US’s “fight and talk” strategy in trade war with China

Wednesday, 2018-09-19 16:14:24
 Font Size:     |        Print
 

US President Trump's announcement of new tariffs on US$200 billion worth of Chinese goods has escalated the trade war between the world's two largest economies. (Photo: Reuters)
 Font Size:     |  

NDO – The trade war between the United States and China has been escalated to a new level after US President Donald Trump announced plans for tariffs on US$200 billion worth of Chinese imports. The move came just days after the White House announced it had invited Chinese partners to join a new round of trade talks.

According to Trump’s statement, the next wave of tariffs, which are scheduled to take effect on September 24, will start at 10% before climbing to 25% in January 2019. Along with the abovementioned “punch”, the White House accused Beijing of a series of unfair actions involving US intellectual property and technology. A reserve “attack” has also been prepared by the US side for the trade war with China as President Trump warned of immediately placing tariffs on another US$267 billion worth of imports if China takes retaliatory action against the US.

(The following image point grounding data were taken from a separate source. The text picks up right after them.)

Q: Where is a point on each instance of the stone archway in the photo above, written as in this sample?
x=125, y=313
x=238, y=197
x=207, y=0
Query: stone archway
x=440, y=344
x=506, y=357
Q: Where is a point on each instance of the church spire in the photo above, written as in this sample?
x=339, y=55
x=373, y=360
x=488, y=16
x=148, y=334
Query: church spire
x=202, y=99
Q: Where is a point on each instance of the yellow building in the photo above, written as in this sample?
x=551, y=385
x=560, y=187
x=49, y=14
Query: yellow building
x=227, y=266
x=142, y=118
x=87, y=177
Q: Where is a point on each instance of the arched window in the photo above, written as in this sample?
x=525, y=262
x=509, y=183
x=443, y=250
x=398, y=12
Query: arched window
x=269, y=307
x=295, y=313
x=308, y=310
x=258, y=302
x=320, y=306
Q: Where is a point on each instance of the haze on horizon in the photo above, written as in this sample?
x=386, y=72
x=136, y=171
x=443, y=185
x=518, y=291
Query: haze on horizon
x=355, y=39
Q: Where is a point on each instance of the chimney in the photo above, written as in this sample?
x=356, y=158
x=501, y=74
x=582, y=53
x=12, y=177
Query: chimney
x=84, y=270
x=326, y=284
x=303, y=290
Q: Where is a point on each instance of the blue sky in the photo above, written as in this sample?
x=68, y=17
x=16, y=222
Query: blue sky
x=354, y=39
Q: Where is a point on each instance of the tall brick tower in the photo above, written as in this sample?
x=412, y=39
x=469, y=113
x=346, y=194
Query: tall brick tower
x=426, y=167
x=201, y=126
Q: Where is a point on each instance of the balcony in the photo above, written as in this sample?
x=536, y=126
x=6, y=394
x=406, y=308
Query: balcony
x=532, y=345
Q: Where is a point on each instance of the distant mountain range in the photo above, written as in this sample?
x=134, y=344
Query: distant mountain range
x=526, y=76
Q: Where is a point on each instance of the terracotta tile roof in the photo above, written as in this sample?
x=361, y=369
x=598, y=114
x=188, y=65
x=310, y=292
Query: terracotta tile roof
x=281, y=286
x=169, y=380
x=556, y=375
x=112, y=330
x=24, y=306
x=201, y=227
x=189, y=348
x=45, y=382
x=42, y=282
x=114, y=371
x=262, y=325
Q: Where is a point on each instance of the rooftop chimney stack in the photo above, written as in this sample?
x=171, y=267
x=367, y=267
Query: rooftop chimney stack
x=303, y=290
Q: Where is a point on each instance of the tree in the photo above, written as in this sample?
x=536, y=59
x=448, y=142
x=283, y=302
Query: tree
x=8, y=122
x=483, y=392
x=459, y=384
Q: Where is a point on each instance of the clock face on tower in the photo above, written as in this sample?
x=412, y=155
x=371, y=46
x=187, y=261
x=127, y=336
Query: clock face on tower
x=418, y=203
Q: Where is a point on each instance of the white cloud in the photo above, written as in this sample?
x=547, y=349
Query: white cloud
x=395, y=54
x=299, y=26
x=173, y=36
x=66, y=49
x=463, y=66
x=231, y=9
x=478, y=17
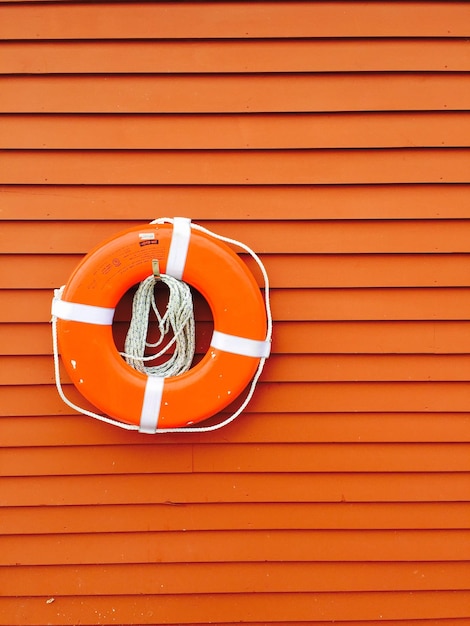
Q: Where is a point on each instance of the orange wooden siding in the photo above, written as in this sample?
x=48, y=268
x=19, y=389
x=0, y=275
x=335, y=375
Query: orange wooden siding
x=332, y=137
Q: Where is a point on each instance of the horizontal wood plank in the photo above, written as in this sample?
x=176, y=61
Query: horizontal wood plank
x=405, y=427
x=222, y=546
x=303, y=305
x=237, y=56
x=202, y=488
x=47, y=271
x=190, y=578
x=210, y=608
x=308, y=237
x=38, y=520
x=24, y=370
x=216, y=459
x=296, y=397
x=235, y=167
x=273, y=131
x=335, y=337
x=232, y=20
x=225, y=93
x=250, y=203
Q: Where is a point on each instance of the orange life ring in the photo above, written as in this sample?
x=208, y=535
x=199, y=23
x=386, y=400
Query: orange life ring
x=85, y=313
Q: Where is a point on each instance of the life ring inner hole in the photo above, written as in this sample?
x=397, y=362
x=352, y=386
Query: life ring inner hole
x=204, y=323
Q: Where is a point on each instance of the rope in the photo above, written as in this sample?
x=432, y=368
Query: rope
x=179, y=318
x=183, y=329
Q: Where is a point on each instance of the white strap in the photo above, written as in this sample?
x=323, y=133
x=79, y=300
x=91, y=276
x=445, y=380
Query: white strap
x=74, y=312
x=151, y=404
x=178, y=247
x=240, y=345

The US’s imposition of new levies on Chinese goods took place just days after the White House said US Treasury Secretary Steven Mnuchin and his associates had invited Chinese partners, including Vice Premier Liu He, to join a fresh round of trade talks. Accordingly, the meeting may take place in Washington or Beijing in the coming weeks, aiming to resolve concerns and disagreements between the two sides. Just last week the Chinese Foreign Ministry applauded the US proposal to hold a new round of trade talks.

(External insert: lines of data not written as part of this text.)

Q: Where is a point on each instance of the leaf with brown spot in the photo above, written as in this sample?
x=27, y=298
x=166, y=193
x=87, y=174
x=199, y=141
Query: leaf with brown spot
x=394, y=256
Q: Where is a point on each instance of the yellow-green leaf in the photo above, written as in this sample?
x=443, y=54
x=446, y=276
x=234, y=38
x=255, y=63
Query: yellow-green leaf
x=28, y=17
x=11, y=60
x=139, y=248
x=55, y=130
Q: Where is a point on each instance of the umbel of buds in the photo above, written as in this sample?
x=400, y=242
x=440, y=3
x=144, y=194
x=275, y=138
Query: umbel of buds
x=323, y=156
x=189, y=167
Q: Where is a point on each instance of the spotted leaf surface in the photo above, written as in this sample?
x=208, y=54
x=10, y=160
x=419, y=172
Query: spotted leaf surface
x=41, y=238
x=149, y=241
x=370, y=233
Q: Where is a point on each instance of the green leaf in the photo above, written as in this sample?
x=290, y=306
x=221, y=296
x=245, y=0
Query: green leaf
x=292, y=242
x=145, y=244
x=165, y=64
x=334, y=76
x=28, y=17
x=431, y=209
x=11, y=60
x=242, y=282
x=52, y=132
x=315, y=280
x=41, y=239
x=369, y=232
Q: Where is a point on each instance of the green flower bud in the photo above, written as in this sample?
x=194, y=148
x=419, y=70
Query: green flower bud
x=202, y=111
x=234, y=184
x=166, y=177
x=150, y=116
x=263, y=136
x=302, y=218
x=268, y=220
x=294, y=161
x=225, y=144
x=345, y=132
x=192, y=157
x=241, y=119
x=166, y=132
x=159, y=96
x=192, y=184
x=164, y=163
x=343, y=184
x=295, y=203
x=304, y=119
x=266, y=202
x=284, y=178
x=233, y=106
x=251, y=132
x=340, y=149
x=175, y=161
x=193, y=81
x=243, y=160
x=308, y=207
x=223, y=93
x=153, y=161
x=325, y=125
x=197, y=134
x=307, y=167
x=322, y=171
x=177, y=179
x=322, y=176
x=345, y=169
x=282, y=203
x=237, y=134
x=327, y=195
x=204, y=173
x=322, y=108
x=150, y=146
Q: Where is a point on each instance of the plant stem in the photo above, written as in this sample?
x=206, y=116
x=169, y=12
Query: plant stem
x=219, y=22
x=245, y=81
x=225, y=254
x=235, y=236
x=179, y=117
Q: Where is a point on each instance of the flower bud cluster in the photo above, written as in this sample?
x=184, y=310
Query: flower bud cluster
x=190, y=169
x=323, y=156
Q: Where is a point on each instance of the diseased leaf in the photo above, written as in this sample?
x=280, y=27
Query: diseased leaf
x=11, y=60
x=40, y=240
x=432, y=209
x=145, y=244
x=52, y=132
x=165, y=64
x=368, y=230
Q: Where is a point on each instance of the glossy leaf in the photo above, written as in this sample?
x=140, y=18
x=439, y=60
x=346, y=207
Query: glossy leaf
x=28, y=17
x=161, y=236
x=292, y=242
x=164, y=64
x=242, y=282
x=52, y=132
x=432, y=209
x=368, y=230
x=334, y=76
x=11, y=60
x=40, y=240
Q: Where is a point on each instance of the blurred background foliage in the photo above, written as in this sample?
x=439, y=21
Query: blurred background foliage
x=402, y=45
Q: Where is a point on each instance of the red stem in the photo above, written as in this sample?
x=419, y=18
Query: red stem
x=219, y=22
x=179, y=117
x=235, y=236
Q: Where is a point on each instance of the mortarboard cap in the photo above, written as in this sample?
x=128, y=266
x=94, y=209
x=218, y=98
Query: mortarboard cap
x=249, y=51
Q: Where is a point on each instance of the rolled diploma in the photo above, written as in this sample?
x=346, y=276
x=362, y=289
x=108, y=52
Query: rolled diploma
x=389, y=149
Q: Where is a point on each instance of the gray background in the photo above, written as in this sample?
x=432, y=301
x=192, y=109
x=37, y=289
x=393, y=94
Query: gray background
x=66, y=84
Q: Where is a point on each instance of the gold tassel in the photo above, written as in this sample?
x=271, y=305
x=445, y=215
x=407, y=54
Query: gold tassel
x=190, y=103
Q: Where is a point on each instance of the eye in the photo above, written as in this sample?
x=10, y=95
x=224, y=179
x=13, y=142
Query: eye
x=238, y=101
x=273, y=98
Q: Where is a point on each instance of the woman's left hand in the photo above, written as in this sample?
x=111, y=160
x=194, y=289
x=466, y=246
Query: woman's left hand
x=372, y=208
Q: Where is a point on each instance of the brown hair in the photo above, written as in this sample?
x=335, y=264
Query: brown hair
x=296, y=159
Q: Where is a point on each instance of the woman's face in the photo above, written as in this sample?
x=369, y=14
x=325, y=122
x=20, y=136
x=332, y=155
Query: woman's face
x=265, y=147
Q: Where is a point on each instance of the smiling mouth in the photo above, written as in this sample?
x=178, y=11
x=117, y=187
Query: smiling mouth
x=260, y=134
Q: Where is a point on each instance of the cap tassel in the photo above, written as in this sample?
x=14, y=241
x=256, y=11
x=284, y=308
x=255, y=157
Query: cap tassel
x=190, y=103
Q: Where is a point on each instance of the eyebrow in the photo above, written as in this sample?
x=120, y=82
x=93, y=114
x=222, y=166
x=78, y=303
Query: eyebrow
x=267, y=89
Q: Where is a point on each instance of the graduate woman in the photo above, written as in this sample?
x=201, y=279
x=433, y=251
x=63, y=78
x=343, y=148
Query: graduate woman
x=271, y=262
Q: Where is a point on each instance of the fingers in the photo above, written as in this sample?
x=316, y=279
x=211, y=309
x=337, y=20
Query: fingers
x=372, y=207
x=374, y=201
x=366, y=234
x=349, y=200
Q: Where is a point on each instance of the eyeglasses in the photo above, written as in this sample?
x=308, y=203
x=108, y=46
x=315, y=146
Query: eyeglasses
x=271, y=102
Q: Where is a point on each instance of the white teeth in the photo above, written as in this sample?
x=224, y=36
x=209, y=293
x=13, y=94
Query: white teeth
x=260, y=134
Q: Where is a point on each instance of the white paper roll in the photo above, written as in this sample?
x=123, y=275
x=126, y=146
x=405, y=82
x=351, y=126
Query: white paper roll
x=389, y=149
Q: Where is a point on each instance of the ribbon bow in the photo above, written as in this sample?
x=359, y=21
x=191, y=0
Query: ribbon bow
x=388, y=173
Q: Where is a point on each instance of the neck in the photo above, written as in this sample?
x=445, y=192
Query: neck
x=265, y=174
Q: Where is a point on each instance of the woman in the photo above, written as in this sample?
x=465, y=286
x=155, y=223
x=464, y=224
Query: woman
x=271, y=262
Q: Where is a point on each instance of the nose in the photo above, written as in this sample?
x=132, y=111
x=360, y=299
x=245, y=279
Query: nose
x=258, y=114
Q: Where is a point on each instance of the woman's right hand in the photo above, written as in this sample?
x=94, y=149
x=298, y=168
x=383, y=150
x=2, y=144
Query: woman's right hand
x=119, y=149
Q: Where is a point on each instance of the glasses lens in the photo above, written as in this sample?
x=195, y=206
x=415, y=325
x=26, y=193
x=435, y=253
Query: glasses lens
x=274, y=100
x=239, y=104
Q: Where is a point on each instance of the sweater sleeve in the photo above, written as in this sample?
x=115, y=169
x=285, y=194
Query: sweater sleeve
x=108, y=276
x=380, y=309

However, Trump’s decision to impose tariffs on US$200 billion worth of Chinese commodities this week has thrown cold water on the outlook for the trade talks between the two largest economies in the world. .

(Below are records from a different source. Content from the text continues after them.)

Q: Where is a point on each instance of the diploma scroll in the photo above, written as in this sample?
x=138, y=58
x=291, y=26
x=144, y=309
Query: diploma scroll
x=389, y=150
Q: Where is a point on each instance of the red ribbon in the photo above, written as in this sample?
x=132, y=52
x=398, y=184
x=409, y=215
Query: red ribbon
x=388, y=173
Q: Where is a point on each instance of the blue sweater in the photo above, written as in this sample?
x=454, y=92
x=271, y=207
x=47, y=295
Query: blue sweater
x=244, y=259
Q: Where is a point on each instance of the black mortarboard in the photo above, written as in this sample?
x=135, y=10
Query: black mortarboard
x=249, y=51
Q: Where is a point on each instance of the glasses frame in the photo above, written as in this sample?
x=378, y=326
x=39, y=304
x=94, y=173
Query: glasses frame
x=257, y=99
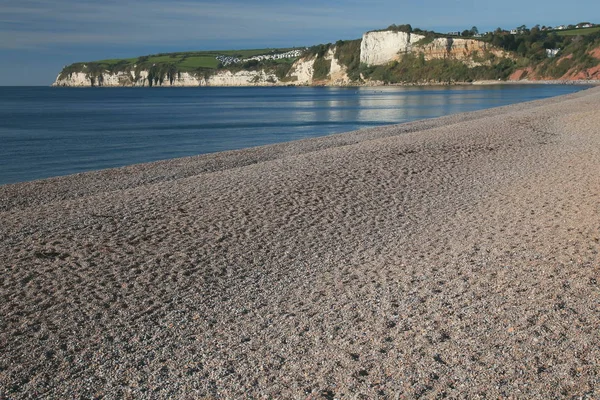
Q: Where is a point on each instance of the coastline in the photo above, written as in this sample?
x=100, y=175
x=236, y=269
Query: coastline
x=455, y=255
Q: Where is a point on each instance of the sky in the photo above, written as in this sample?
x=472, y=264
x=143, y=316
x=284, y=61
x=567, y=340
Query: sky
x=39, y=37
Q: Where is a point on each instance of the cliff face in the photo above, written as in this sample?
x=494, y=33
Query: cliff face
x=378, y=48
x=338, y=64
x=458, y=49
x=300, y=74
x=183, y=79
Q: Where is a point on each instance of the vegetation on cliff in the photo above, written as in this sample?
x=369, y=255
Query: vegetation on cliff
x=166, y=66
x=537, y=53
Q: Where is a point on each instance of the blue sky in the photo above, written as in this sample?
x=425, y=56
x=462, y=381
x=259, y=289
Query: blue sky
x=39, y=37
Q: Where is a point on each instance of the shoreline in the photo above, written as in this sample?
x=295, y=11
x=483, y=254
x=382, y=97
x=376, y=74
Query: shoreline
x=453, y=256
x=166, y=159
x=584, y=82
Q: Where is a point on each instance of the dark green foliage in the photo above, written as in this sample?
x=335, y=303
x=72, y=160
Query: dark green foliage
x=574, y=56
x=321, y=68
x=414, y=69
x=348, y=54
x=319, y=50
x=397, y=28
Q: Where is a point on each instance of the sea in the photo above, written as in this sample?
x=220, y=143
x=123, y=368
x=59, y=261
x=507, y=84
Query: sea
x=46, y=132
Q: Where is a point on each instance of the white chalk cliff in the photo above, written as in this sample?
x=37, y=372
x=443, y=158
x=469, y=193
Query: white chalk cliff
x=378, y=48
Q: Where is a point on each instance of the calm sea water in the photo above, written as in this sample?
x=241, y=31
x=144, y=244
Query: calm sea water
x=48, y=132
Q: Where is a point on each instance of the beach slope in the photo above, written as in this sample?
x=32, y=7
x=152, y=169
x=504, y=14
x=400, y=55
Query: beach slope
x=450, y=257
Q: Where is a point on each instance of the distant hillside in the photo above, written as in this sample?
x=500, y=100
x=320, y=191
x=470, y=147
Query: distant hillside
x=397, y=54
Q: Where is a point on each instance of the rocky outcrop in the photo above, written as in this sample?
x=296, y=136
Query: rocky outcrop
x=376, y=48
x=379, y=48
x=301, y=72
x=183, y=79
x=468, y=50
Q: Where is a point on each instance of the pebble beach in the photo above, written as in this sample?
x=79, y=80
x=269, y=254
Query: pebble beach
x=452, y=257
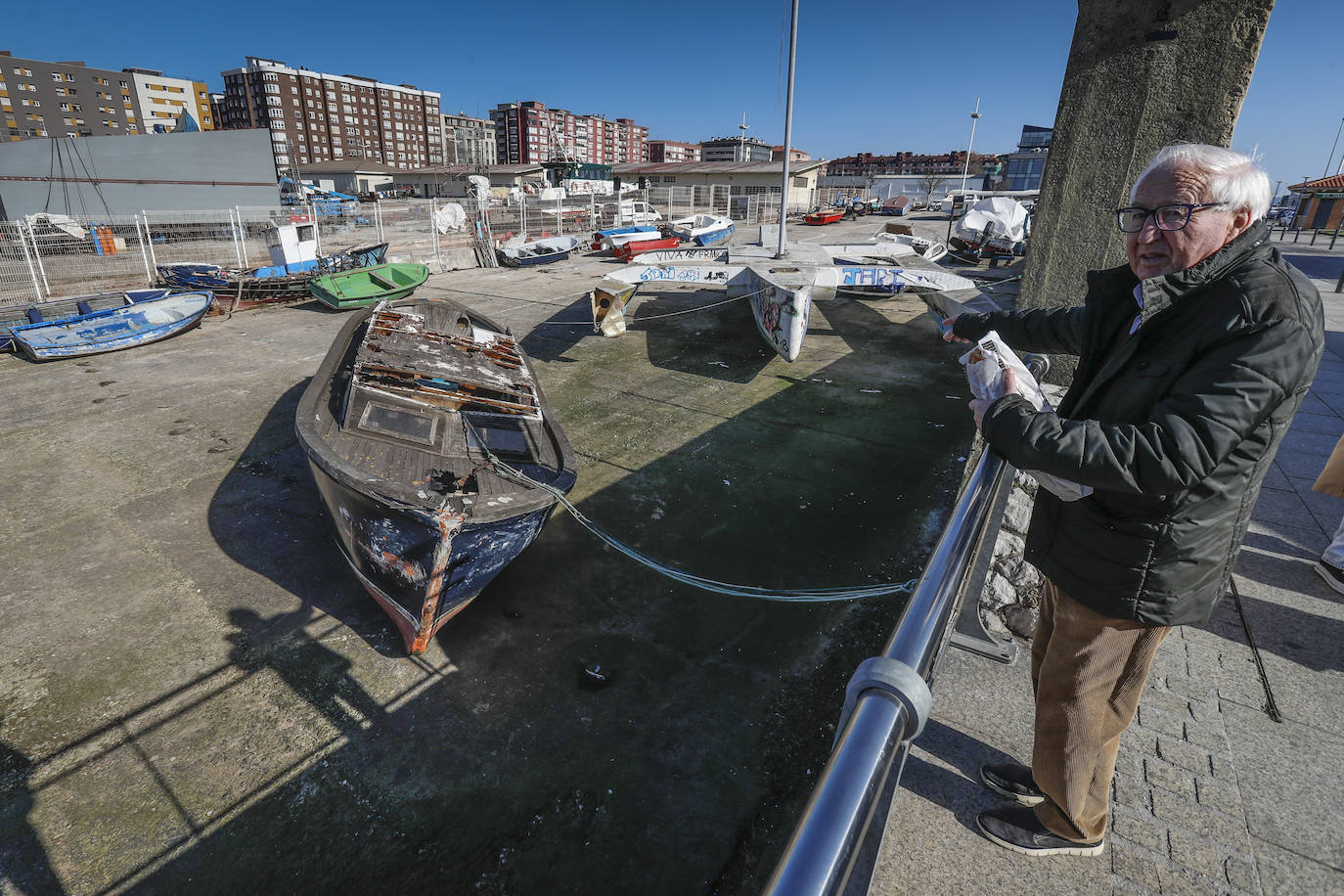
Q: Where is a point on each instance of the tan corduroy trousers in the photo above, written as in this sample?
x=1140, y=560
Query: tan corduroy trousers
x=1088, y=672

Earlier, it was said that China might refuse to participate in new trade talks if Washington continues to impose additional taxes on Beijing’s goods. Meanwhile, some Chinese businesses have called on the country’s leaders to impose restrictions on the sale of equipment and items that US firms need, while using “export restrictions” to threaten the US supply chain.

Chinese officials have criticised the US’s tax increases on Chinese goods. At a meeting with representatives of foreign companies in China on September 18, Chinese Minister of Commerce, Zhong Shan, said that Washington’s unilateralism and protectionism would affect the interests of both the US and China, as well as damaging the global economy. On the same day, Fang Xinghai, vice chairman of the China Securities Regulatory Commission (CSRC), said at a conference in Tianjin that the US’s trade actions against China will not work as China has ample fiscal and monetary policy tools to cope with the impacts. Meanwhile, on the morning of September 18, China’s Vice Premier Liu He called a meeting to discuss the government’s response to the US’s decision to impose additional tariffs. According to a spokesman for the Chinese Ministry of Commerce, Beijing’s retaliatory tariff measures will be announced immediately on September 24.

As for the US side, there is no indication that the Washington administration will change its stance on Beijing, because the US has stated its belief that it hold a position of advantage in the trade war with China. Writing on his Twitter, US President Donald Trump said that the US was under no pressure to reach an agreement with China and that Washington would soon collect billions of dollars in taxes and from manufacturing domestic products.

The latest moves in the US-China trade war have shown that the US has made thorough calculations and is applying a strategy of “both fighting and talking” in the trade war with China. As Washington’s tough stance remains unchanged, a new round of trade talks between the two sides is unlikely to take place this month, and even if it gets underway, it will not be able to cool down the trade war between Washington and Beijing.